L’esplosione del pubblico su Overcompensate
Quando Tyler e Josh irrompono sul palco del Parco BussolaDomani sulle note di Overcompensate, il pubblico di oltre 16 mila presenti esplode letteralmente. In poco più di un’ora e mezza di concerto il duo riesce a condensare senza sosta il maggior numero di brani, alternando infuocati groove a struggenti ballate, soddisfacendo pienamente le alte aspettative della folla.
La setlist è costruita con grande cura, spaziando tra i diversi periodi della loro carriera e mantenendo sempre altissima l’energia. Ogni brano è pensato per creare un dialogo continuo con il pubblico, che risponde cantando, ballando e partecipando attivamente allo show.
Un contatto fisico costante con i fan
Nella loro continua ricerca di un contatto fisico coi fan, ormai un vero e proprio marchio di fabbrica, Tyler canta su un mini palco sorretto direttamente dal pubblico e scende più volte in platea, lasciandosi travolgere dall’isteria collettiva. Intanto Josh si arrampica su una vertiginosa impalcatura, dove suona su un drum kit appositamente posizionato per martellare dall’alto, il tutto accompagnato da un incredibile montaggio di inquadrature video in alta definizione.
A soli 50 metri dal mare, gli effetti scenici, le luci e le proiezioni creano un’atmosfera unica e suggestiva, trasformando il concerto in un’esperienza immersiva che va oltre la semplice esibizione live.
Cover, citazioni e sorprese in scaletta
Tornando ai brani, Tyler e Josh si divertono anche con mini cover, come Seven Nation Army, introdotta da una ironica “benedizione” video di Jack White. Curioso pensare che White fosse presente in carne e ossa sullo stesso palco, con la medesima canzone, solo una settimana prima.
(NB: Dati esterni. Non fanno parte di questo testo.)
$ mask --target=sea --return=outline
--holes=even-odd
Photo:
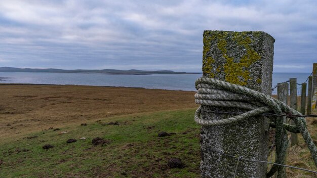
[[[310,73],[273,73],[272,87],[278,83],[296,78],[300,84],[306,81]],[[152,74],[114,75],[100,73],[0,72],[0,83],[71,84],[92,86],[124,86],[169,90],[195,91],[195,81],[202,74]],[[298,85],[298,95],[300,95]],[[276,88],[272,93],[276,94]]]

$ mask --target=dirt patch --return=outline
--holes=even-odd
[[[66,141],[66,143],[67,143],[67,144],[70,143],[74,143],[74,142],[77,142],[77,140],[75,139],[68,139],[67,140],[67,141]]]
[[[317,119],[314,119],[311,122],[312,125],[317,124]]]
[[[110,143],[111,141],[110,140],[103,139],[100,137],[96,137],[94,138],[91,142],[94,146],[105,145]]]
[[[44,145],[44,146],[43,146],[42,148],[44,149],[48,150],[50,148],[54,148],[54,146],[53,146],[53,145],[50,145],[50,144],[46,144],[46,145]]]
[[[27,139],[32,139],[37,138],[38,138],[38,136],[35,136],[28,137],[27,137],[26,138],[27,138]]]
[[[23,137],[49,127],[81,124],[115,115],[197,107],[193,101],[194,92],[4,85],[0,87],[0,93],[3,94],[0,95],[0,125],[13,125],[13,123],[23,125],[15,125],[11,129],[9,126],[2,127],[2,138]],[[17,134],[16,128],[21,133]]]
[[[179,158],[171,158],[167,162],[167,166],[172,168],[183,168],[184,164]]]

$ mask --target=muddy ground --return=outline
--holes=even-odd
[[[0,85],[0,137],[115,115],[194,108],[194,92],[78,85]]]

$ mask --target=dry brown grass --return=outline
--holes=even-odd
[[[196,107],[193,92],[76,85],[0,85],[0,137],[123,114]]]

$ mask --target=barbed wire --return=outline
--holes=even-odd
[[[203,146],[202,146],[201,145],[201,147],[205,148],[206,150],[209,150],[209,151],[212,151],[213,152],[217,153],[218,154],[221,154],[221,155],[225,155],[225,156],[226,156],[230,157],[232,157],[232,158],[235,158],[235,159],[238,159],[238,161],[239,161],[240,160],[243,159],[243,160],[244,160],[247,161],[257,162],[261,162],[261,163],[264,163],[275,164],[275,165],[279,165],[279,166],[281,166],[287,167],[292,168],[294,168],[294,169],[304,170],[304,171],[305,171],[312,172],[312,173],[315,173],[315,174],[317,174],[317,171],[311,170],[309,170],[309,169],[304,169],[304,168],[300,168],[300,167],[290,166],[290,165],[285,165],[285,164],[275,163],[269,162],[269,161],[261,161],[261,160],[254,160],[254,159],[248,159],[248,158],[245,158],[244,157],[243,157],[242,156],[233,156],[233,155],[231,155],[229,154],[223,153],[223,152],[220,152],[219,151],[214,150],[214,149],[211,149],[210,148],[206,147]],[[236,166],[236,168],[237,167],[237,165],[238,165],[239,163],[239,162],[238,161],[237,163],[237,165]],[[236,174],[236,171],[234,173],[234,176],[235,176],[235,174]]]

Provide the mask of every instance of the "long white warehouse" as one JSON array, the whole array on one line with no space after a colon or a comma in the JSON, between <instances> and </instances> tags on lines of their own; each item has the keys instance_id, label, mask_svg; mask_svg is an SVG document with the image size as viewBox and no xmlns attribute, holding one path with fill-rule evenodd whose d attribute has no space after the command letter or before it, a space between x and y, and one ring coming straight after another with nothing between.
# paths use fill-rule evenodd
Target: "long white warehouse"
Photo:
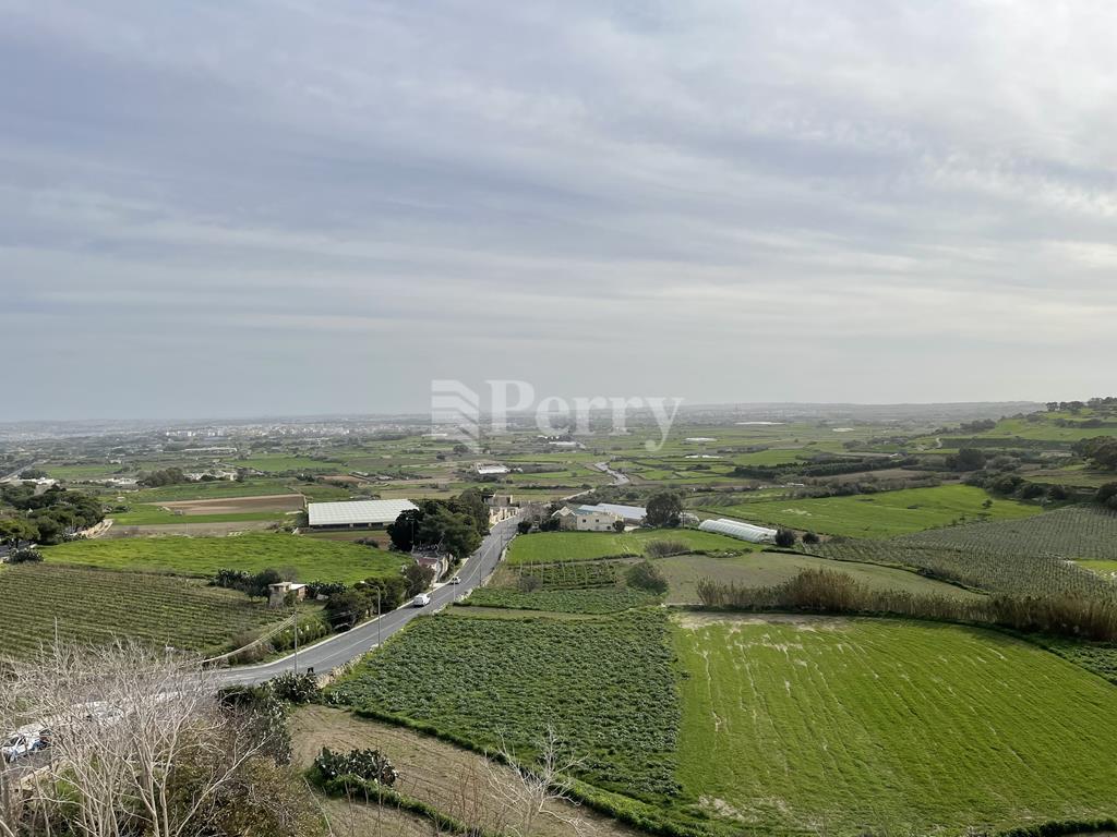
<instances>
[{"instance_id":1,"label":"long white warehouse","mask_svg":"<svg viewBox=\"0 0 1117 837\"><path fill-rule=\"evenodd\" d=\"M743 520L727 520L726 518L718 518L717 520L703 520L698 525L698 528L704 532L728 535L731 538L747 540L751 543L772 543L775 541L775 529L767 529L763 526L754 526L753 523L746 523Z\"/></svg>"},{"instance_id":2,"label":"long white warehouse","mask_svg":"<svg viewBox=\"0 0 1117 837\"><path fill-rule=\"evenodd\" d=\"M357 529L393 523L401 512L418 508L410 500L307 503L306 517L312 529Z\"/></svg>"}]
</instances>

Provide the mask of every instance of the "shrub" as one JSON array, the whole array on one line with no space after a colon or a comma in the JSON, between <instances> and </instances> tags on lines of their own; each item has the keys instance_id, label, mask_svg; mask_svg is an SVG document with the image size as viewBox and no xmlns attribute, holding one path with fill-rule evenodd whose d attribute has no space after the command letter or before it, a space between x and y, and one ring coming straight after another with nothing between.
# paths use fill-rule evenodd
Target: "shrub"
<instances>
[{"instance_id":1,"label":"shrub","mask_svg":"<svg viewBox=\"0 0 1117 837\"><path fill-rule=\"evenodd\" d=\"M288 703L309 703L318 696L318 680L313 674L284 672L270 681L276 698Z\"/></svg>"},{"instance_id":2,"label":"shrub","mask_svg":"<svg viewBox=\"0 0 1117 837\"><path fill-rule=\"evenodd\" d=\"M42 552L35 547L20 547L8 555L9 564L34 564L42 560Z\"/></svg>"},{"instance_id":3,"label":"shrub","mask_svg":"<svg viewBox=\"0 0 1117 837\"><path fill-rule=\"evenodd\" d=\"M777 547L782 547L783 549L789 549L790 547L795 546L795 540L798 540L798 538L795 537L795 532L793 532L791 529L776 530L775 545Z\"/></svg>"},{"instance_id":4,"label":"shrub","mask_svg":"<svg viewBox=\"0 0 1117 837\"><path fill-rule=\"evenodd\" d=\"M650 593L667 593L667 578L651 565L651 561L634 564L624 574L624 579L629 583L630 587L637 587Z\"/></svg>"},{"instance_id":5,"label":"shrub","mask_svg":"<svg viewBox=\"0 0 1117 837\"><path fill-rule=\"evenodd\" d=\"M649 540L643 551L650 558L667 558L671 555L686 555L690 548L681 540Z\"/></svg>"},{"instance_id":6,"label":"shrub","mask_svg":"<svg viewBox=\"0 0 1117 837\"><path fill-rule=\"evenodd\" d=\"M314 769L324 781L333 779L344 781L353 777L386 788L392 787L398 778L392 762L382 756L380 750L350 750L343 753L323 747L322 752L314 759Z\"/></svg>"}]
</instances>

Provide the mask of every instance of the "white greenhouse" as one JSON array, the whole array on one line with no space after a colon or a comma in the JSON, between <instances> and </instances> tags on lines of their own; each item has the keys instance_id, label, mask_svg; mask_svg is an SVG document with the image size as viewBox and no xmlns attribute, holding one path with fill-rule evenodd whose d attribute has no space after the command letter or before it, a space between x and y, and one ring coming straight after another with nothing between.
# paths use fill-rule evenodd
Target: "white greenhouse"
<instances>
[{"instance_id":1,"label":"white greenhouse","mask_svg":"<svg viewBox=\"0 0 1117 837\"><path fill-rule=\"evenodd\" d=\"M775 529L767 529L763 526L753 526L743 520L703 520L698 528L704 532L717 532L728 535L731 538L747 540L751 543L772 543L775 541Z\"/></svg>"}]
</instances>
Sorprende poi l’accenno di Believe di Cher sulla loro Tally, un gioco di rimandi che dimostra quanto i Twenty One Pilots amino mescolare generi e riferimenti, mantenendo sempre uno stile personale e riconoscibile.
Stressed Out e il legame con le origini
Tra i brani più coinvolgenti, tratti praticamente da tutto il loro repertorio, non poteva mancare il loro classico dei classici, Stressed Out, la canzone che li ha portati alla ribalta mondiale. Ascoltandola dal vivo, è inevitabile chiedersi quanto tempo sia già trascorso da quei primi successi.
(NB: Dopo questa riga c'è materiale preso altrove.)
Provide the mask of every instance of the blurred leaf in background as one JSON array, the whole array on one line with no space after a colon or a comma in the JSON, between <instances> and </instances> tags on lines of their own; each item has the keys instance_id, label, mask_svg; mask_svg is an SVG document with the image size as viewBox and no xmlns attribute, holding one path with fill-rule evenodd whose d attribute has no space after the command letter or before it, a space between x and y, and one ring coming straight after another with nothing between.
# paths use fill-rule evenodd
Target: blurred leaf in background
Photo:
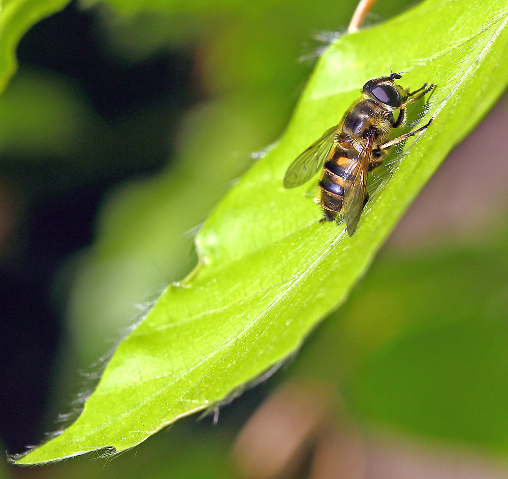
<instances>
[{"instance_id":1,"label":"blurred leaf in background","mask_svg":"<svg viewBox=\"0 0 508 479\"><path fill-rule=\"evenodd\" d=\"M508 72L500 66L505 65L507 20L501 7L494 3L484 11L464 1L454 9L429 1L332 45L280 144L243 177L198 235L201 269L183 287L170 286L118 347L77 422L20 462L54 460L100 446L132 446L221 400L297 348L315 322L343 300L409 202L505 86ZM436 14L449 28L435 30ZM409 26L415 22L418 31ZM400 43L390 49L396 36ZM383 54L368 53L374 41ZM432 77L441 85L429 106L434 127L382 183L377 193L384 189L383 194L375 200L371 196L363 233L337 237L335 230L319 228L313 205L301 191L284 192L283 201L277 187L284 158L294 157L311 139L301 140L309 125L322 131L333 124L366 78L388 71L404 55L406 79L420 85ZM204 130L200 139L207 145ZM187 172L192 178L196 174ZM194 182L192 198L200 199L202 184ZM156 210L150 206L151 215ZM284 215L289 212L291 222ZM139 221L136 212L132 216ZM111 237L121 237L124 229Z\"/></svg>"},{"instance_id":2,"label":"blurred leaf in background","mask_svg":"<svg viewBox=\"0 0 508 479\"><path fill-rule=\"evenodd\" d=\"M82 366L103 353L105 339L117 337L129 325L135 303L190 270L196 259L192 241L182 233L204 219L229 182L248 168L250 153L279 135L309 71L296 60L318 47L302 45L316 30L345 26L354 8L352 3L337 9L336 3L298 2L288 9L268 1L110 5L112 9L98 4L92 11L101 19L103 41L115 54L134 62L168 48L196 51L195 78L206 100L181 123L164 123L173 157L167 170L111 194L99 242L61 269L57 286L63 286L55 294L67 289L78 266L70 311ZM381 3L378 13L384 19L403 6ZM45 123L21 114L19 106L29 111L31 102L34 110L51 119ZM57 103L61 110L54 108ZM139 137L129 140L136 122L126 119L112 127L61 79L23 70L6 92L5 103L0 102L2 108L4 117L12 119L5 125L11 134L0 141L6 154L22 153L26 159L21 161L33 162L40 149L43 155L63 156L66 166L53 171L72 168L78 174L70 183L104 178L109 176L105 169L129 169L127 164L136 161L129 151ZM148 113L138 115L138 121L146 122L148 138L152 125L167 121L171 110L165 108L150 105ZM76 136L82 129L88 132L87 146L84 137ZM90 138L97 141L90 143ZM176 146L170 146L175 138ZM120 152L116 164L115 151ZM206 191L200 189L196 171L208 178ZM318 329L288 373L319 371L345 391L351 410L366 429L373 424L504 454L506 265L501 260L506 245L504 239L471 241L469 247L452 244L414 259L387 251L347 304ZM65 389L61 383L58 387ZM234 407L252 407L242 400L246 400ZM235 476L224 458L239 422L210 432L208 423L196 426L191 418L140 445L135 457L129 452L105 469L102 462L85 458L50 466L51 473ZM30 470L36 476L40 470Z\"/></svg>"}]
</instances>

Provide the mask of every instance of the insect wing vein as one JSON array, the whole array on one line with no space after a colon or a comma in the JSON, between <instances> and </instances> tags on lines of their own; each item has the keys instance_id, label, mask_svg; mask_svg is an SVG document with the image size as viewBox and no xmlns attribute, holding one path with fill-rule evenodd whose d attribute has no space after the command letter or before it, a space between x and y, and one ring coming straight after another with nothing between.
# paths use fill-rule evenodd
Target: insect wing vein
<instances>
[{"instance_id":1,"label":"insect wing vein","mask_svg":"<svg viewBox=\"0 0 508 479\"><path fill-rule=\"evenodd\" d=\"M333 146L338 125L327 130L323 136L297 157L284 176L285 188L296 188L306 183L323 168Z\"/></svg>"}]
</instances>

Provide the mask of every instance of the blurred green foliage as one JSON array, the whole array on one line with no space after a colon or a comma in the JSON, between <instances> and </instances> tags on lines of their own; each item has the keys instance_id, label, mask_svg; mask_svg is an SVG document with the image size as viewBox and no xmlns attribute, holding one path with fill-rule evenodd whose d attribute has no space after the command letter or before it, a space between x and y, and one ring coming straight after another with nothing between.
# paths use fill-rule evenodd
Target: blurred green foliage
<instances>
[{"instance_id":1,"label":"blurred green foliage","mask_svg":"<svg viewBox=\"0 0 508 479\"><path fill-rule=\"evenodd\" d=\"M305 343L294 372L340 385L368 428L505 454L508 236L393 253Z\"/></svg>"},{"instance_id":2,"label":"blurred green foliage","mask_svg":"<svg viewBox=\"0 0 508 479\"><path fill-rule=\"evenodd\" d=\"M506 42L506 11L501 6L494 2L484 11L464 0L461 8L452 9L430 0L379 28L332 45L280 144L243 176L198 234L202 267L185 287L169 287L118 346L79 419L21 463L101 446L131 447L176 419L220 401L297 348L316 322L344 300L410 201L502 91L508 71L499 66L505 65ZM436 30L435 15L448 27ZM288 16L279 11L272 21L283 19L285 31L294 23ZM416 22L418 30L411 26ZM267 44L270 35L273 41L280 38L271 23L265 29ZM211 91L220 95L187 122L176 164L158 178L117 194L106 206L101 239L83 260L72 292L72 319L81 328L76 330L82 344L97 344L94 336L118 328L121 323L114 318L124 321L120 306L132 304L134 295L143 289L146 294L156 280L171 279L176 265L182 266L182 228L196 221L203 205L212 204L227 181L246 167L256 142L283 122L287 90L276 79L284 50L265 55L255 48L230 50L240 31L253 33L237 30L235 24L211 42L215 48L209 53L219 54L205 55L203 71L213 67L206 76ZM396 37L399 42L394 44ZM374 42L380 50L375 54L369 50ZM253 43L264 44L263 39ZM244 39L238 44L249 43ZM236 52L237 68L225 66L221 52L230 61ZM390 181L371 196L363 231L352 238L338 236L335 230L317 224L315 207L302 188L281 189L287 158L338 120L337 112L345 110L366 78L387 72L403 57L406 81L421 85L432 78L440 85L429 106L434 124L408 148L396 169L385 169ZM273 71L261 69L258 81L252 81L265 58ZM229 74L221 74L217 65ZM273 82L277 87L271 87ZM482 90L479 105L477 93ZM362 398L366 401L366 394Z\"/></svg>"},{"instance_id":3,"label":"blurred green foliage","mask_svg":"<svg viewBox=\"0 0 508 479\"><path fill-rule=\"evenodd\" d=\"M377 13L388 18L406 3L379 3ZM73 260L77 272L69 316L81 365L103 353L105 338L130 324L133 305L190 271L196 258L189 253L192 238L183 234L250 165L250 153L280 134L310 72L297 58L311 56L320 46L305 46L312 34L343 27L354 8L353 2L338 9L328 0L109 4L114 9L103 3L95 8L111 48L130 61L168 46L196 49L197 77L208 99L179 127L167 171L113 192L98 242ZM4 14L15 5L5 3ZM19 25L28 18L13 22L12 34L4 29L4 45L6 38L7 45L15 44ZM8 18L3 17L3 25L9 26ZM31 115L34 110L39 114ZM0 99L0 149L9 155L33 161L58 154L92 178L123 160L119 155L118 165L101 165L103 157L83 144L80 131L97 133L98 144L109 143L111 132L60 79L20 72ZM160 114L154 110L152 121ZM196 187L197 171L207 178L206 191ZM506 246L503 240L414 258L386 253L286 374L318 372L345 392L366 428L504 452ZM193 421L178 423L140 445L135 458L129 452L105 469L88 457L49 467L55 477L234 476L225 457L234 428L210 431Z\"/></svg>"}]
</instances>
In fondo, nonostante il successo, la fama mondiale e gli straordinari accorgimenti scenici, nel cuore nostro (e nel cuore loro) sentiamo che Tyler e Josh non sono molto cambiati: sono rimasti quei due semplici ragazzi dell’Ohio che si esibivano per pochi amici nel garage di casa.
La scaletta del concerto dei Twenty One Pilots
La scaletta della serata ha incluso: Overcompensate, The Contract, Center Mass, Shy Away, Heathens, Next Semester, One Milky Way, Tear in My Heart, Torch Theme, Jumpsuit, City Walls, Nico and The Niners, Heavydirtysoul, Drum Show, Rawfear, Drag Path, Doubt, Ride, Tally, Seven Nation Army, Stressed Out e Trees.
Il live su YouTube
Un assaggio del concerto è disponibile anche su YouTube: https://youtu.be/WQ1BkGZlWls?is=L_3fMUSByvIDBMhq.
Uno show che ha confermato, ancora una volta, perché i Twenty One Pilots sono una delle band più amate al mondo.